With the theme The Construction of the Possible and a broad discourse, in tune with the socio-political-environmental concerns of the moment, the 13th Bienal de Havana opens its doors, on April 12, with an evolving version of its work over the years. It puts on the agenda thematic lines linked to architecture, the city and its surroundings, ecology and gender and migration issues.
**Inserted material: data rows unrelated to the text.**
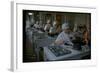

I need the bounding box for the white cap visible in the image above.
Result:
[62,23,69,30]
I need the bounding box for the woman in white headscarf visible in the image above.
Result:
[54,23,73,46]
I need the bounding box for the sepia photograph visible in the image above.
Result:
[22,9,91,63]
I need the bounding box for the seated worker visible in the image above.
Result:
[54,23,73,46]
[34,21,39,29]
[48,21,62,35]
[75,24,89,45]
[44,20,51,32]
[73,24,90,50]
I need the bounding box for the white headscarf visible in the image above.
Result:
[62,23,69,30]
One of the novelties of this edition is that it extends to other cities on the Island:  Pinar del Río, Matanzas, Cienfuegos, Sancti Spíritus and Camagüey.

The Bienal, as a strategy, will investigate the perception of the current world, poetic procedures and nature that involve memory, society, history, belonging, a living topography, taking into account “the conditions of a world that has intensified nuclear and warmongering threats, phobia, racism, forced displacement, fascist tendencies, the systematic use of lies and the environmental crisis that threatens the survival of the human species”. The group of curators, led by Cuban critics Nelson Herrera Ysla and Jorge Noceda Sánchez, hopes that art will mark new paths for collective reasoning. There are about 170 artists, coming from 45 countries, some of them with works that capture the silent tensions. Among the guest artists are Sara Ramo, Lais Myrrha and Ruy Cézar Campos (Brazil). Tania Candiani (Mexico); Pedro Cabrita Reis (Portugal); Abdoulaye Konaté (Mali), Guy Wouet (Cameroon); Rene Francisco Rodriguez,  José Manuel Fors, Juan Carlos Alom, Kadir López, Dania González and Ruslan Torres (Cuba).